Implementation Example
Let's see how our client code can remain unchanged, regardless of how we scale our backend services:
// agent-app.ts - No changes required despite Kubernetes deployment
import { OpenAI } from "openai";
import { AgentRPC } from "agentrpc";
import dotenv from "dotenv";
dotenv.config();
const openai = new OpenAI({ apiKey: process.env.OPENAI_API_KEY });
const rpc = new AgentRPC({ apiSecret: process.env.AGENTRPC_API_SECRET });
async function main() {
// Get AgentRPC tools in OpenAI-compatible format
const tools = await rpc.OpenAI.getTools();
// Create a completion with the tools
const completion = await openai.chat.completions.create({
model: "gpt-4o",
messages: [
{
role: "system",
content:
"You are a helpful weather assistant. Use the getWeather tool when asked about weather conditions.",
},
{
role: "user",
content: "What's the weather like in San Francisco today?",
},
],
tools,
});
const message = completion.choices[0]?.message;
console.log("Initial response:", message.content);
// Handle tool calls - AgentRPC takes care of routing to available replicas
if (message?.tool_calls) {
for (const toolCall of message.tool_calls) {
console.log("Calling external tool:", toolCall.function.name);
// Execute the tool and get the result through AgentRPC
const result = await rpc.OpenAI.executeTool(toolCall);
console.log("Tool result:", result);
// Notice we can see which pod handled our request
console.log(`Request handled by pod: ${result.server}`);
// Generate a final response with the tool result
const finalResponse = await openai.chat.completions.create({
model: "gpt-4o",
messages: [
{
role: "system",
content: "You are a helpful weather assistant.",
},
{
role: "user",
content: "What's the weather like in San Francisco today?",
},
message,
{
role: "tool",
tool_call_id: toolCall.id,
name: toolCall.function.name,
content: JSON.stringify(result),
},
],
});
console.log("Final response:", finalResponse.choices[0]?.message.content);
}
}
}
main().catch(console.error);
In this example, we can run the AI assistant in any environment, and it will automatically connect to the weather service running in Kubernetes, as long as the AgentRPC service is accessible and the auth context is valid.

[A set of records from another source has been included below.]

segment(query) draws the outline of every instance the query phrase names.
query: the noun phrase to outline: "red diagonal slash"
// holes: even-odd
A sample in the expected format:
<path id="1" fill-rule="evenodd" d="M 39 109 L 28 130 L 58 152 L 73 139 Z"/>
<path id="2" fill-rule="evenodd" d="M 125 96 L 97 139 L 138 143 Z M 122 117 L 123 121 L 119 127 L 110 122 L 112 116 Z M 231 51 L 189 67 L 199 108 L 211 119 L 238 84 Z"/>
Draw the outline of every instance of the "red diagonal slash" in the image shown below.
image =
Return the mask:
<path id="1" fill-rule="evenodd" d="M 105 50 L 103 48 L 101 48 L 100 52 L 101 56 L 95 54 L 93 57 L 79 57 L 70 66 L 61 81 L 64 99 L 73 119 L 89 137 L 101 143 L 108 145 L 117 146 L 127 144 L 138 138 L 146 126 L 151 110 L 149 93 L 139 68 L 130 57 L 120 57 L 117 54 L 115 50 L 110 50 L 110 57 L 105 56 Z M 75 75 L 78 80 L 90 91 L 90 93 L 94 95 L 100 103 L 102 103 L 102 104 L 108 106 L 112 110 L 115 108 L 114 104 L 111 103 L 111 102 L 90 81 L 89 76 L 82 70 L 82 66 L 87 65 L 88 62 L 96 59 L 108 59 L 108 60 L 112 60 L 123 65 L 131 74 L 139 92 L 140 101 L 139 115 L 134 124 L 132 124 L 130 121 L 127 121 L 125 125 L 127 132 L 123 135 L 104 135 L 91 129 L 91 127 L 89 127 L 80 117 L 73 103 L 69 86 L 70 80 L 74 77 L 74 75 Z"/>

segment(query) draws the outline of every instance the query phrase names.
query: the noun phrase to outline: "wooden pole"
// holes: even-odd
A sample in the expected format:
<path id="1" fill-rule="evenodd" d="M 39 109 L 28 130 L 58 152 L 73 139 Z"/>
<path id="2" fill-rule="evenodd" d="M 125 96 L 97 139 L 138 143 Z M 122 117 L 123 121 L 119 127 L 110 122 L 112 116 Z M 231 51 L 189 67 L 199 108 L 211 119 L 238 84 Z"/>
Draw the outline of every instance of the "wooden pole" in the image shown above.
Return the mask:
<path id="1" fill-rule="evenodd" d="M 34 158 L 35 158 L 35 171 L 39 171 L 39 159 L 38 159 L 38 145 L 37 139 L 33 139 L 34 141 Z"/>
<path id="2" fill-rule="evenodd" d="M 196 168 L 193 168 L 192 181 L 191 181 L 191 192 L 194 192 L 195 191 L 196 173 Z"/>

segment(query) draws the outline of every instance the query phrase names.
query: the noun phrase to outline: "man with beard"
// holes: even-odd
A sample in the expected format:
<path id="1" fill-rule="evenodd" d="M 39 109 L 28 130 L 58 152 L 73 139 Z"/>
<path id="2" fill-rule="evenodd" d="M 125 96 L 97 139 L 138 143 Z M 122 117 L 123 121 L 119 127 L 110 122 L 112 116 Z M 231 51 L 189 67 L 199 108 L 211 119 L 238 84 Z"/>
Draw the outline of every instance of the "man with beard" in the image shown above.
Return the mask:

Real-World Use Case: Multi-Cluster ML Model Serving
A great real-world application of AgentRPC with Kubernetes is distributed machine learning model serving across multiple specialized clusters.
Imagine you have:
- A text-to-image generation model running on GPU nodes in one cluster
- A speech-to-text model running on CPU-optimized nodes in another cluster
- A text classification model running in a third cluster
Each model is deployed as a separate Kubernetes deployment with specialized resource requirements and scaling characteristics. With AgentRPC, you can:
- Register each model as a separate tool
- Deploy each model in the most appropriate cluster with optimal resource configuration
- Scale each model independently based on its specific demand patterns
- Provide a unified interface to LLMs that want to use these tools
// Image generation tool in GPU cluster
rpc.register({
name: "generateImage",
description: "Generate an image based on a text prompt",
schema: z.object({ prompt: z.string() }),
handler: async ({ prompt }) => {
// Call local Stable Diffusion model
return { imageUrl: "https://example.com/image.png" };
},
});
// Speech recognition tool in CPU cluster
rpc.register({
name: "transcribeSpeech",
description: "Transcribe speech audio to text",
schema: z.object({ audioUrl: z.string() }),
handler: async ({ audioUrl }) => {
// Call local Whisper model
return { transcript: "This is the transcribed text." };
},
});
With AgentRPC, these tools appear as a unified API to the AI assistant, even though they're running on entirely different clusters with different hardware configurations and scaling requirements.